Versatile Video Coding
Versatile Video Coding (VVC) oder auch ITU H.266 ist ein Video-Kompressionsverfahren, das von JVET (dem vereinigten Video Experten-Team von MPEG und ITU) entwickelt wurde. Es wurde zeitweise auch als Future Video Codec/FVC bezeichnet. Es ist der Nachfolger für das Verfahren High Efficiency Video Codec/HEVC (auch bekannt als ITU H.265). Der Standardisierungsprozess begann im Oktober 2017.[1] Am 6. Juli 2020 gab das Fraunhofer Heinrich-Hertz-Institut die Finalisierung des Videokodierstandard bekannt. Bei UHD-Auflösung soll eine Datenreduktion von 50 % im Vergleich zu HEVC bei gleicher Bildqualität möglich sein.[2][3]
Ziele und Zeitplan
- Ziele
- mindestens 30 Prozent bessere Kompression als H.265/HEVC (angestrebtes Ziel: wie immer 50 Prozent)

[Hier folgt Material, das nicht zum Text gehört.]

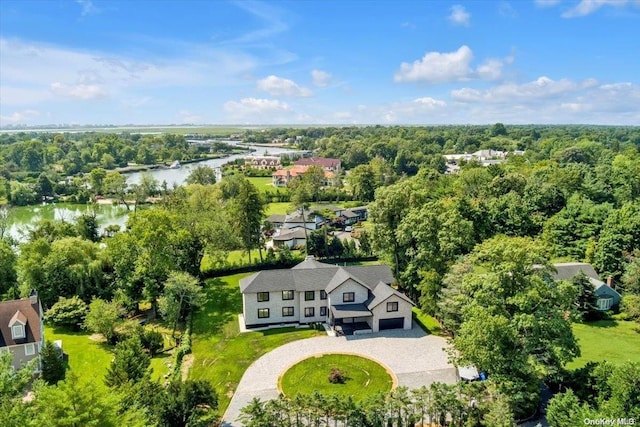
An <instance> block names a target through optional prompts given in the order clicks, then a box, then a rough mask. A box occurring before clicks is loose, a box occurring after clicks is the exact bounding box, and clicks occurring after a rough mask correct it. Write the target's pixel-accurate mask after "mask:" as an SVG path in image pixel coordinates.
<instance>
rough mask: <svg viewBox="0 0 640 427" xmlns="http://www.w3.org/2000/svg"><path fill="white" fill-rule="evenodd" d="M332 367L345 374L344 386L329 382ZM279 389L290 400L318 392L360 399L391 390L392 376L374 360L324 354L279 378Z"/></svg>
mask: <svg viewBox="0 0 640 427" xmlns="http://www.w3.org/2000/svg"><path fill="white" fill-rule="evenodd" d="M332 368H337V369H339V370H341V371H344V373H345V374H344V375H345V377H346V378H347V380H346V381H345V382H344V383H343V384H332V383H331V382H329V373H330V372H331V369H332ZM279 385H280V389H281V390H282V392H283V393H284V394H285V395H286V396H289V397H293V396H295V395H296V394H311V393H313V392H314V391H316V390H317V391H319V392H320V393H323V394H325V395H331V394H338V395H340V396H344V397H346V396H352V397H353V398H354V400H361V399H363V398H365V397H367V396H369V395H371V394H374V393H379V392H387V391H389V390H391V387H392V385H393V381H392V379H391V375H389V373H388V372H387V371H386V370H385V368H383V367H382V366H380V365H379V364H377V363H376V362H374V361H373V360H369V359H365V358H364V357H360V356H353V355H348V354H325V355H324V356H320V357H310V358H309V359H305V360H303V361H302V362H300V363H297V364H296V365H293V366H292V367H291V368H289V370H288V371H287V372H285V374H284V375H283V376H282V378H280V384H279Z"/></svg>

- Auflösungen: von 4K bis 16K
- Unterstützung von 360°-Videos
- Ursprünglicher Zeitplan
- Oktober 2017: Call for Proposals
- Februar 2018: Auswertung der eingetroffenen Vorschläge
- Oktober 2018: erste Testmodule zur Evaluierung
- Oktober 2019: erster Draft des Standards
- Ende 2020: erster offizieller Standard
- Juni 2021: erste Hardware-Implementierungen
Qualität und Effizienz
In einem Blogbeitrag zu einer Untersuchung im Mai 2019 von BBC Research wird der getesteten Version des Codec eine Bitrateneinsparung von 35 % bei UHD bescheinigt im Vergleich zu HEVC.[4] Die Fraunhofer-Gesellschaft geht für die finalisierte Version von einer 50%-Einsparung im Vergleich zu HEVC aus.[5] In einem ersten Test von VVENC berechnete Streaming-Experte Jan Ozer bei 1080p die Einsparung (BD-Rate) gegenüber HEVC/X265 auf 39 % und gegenüber AV1(mit dem AOM-Encoder) auf 11 %[6].
Einsatzgebiete
Der Videoausrüster ATEME hat zusammen mit SES bereits erste Tests zur Nutzung des Verfahrens für die Satelliten-Übertragung von UHD-Video mit VVC über DVB-S2 durchgeführt.[7]
Implementierungen
Software
- Die Referenzsoftware VVC Test Model (VTM) des Fraunhofer HHI.[8]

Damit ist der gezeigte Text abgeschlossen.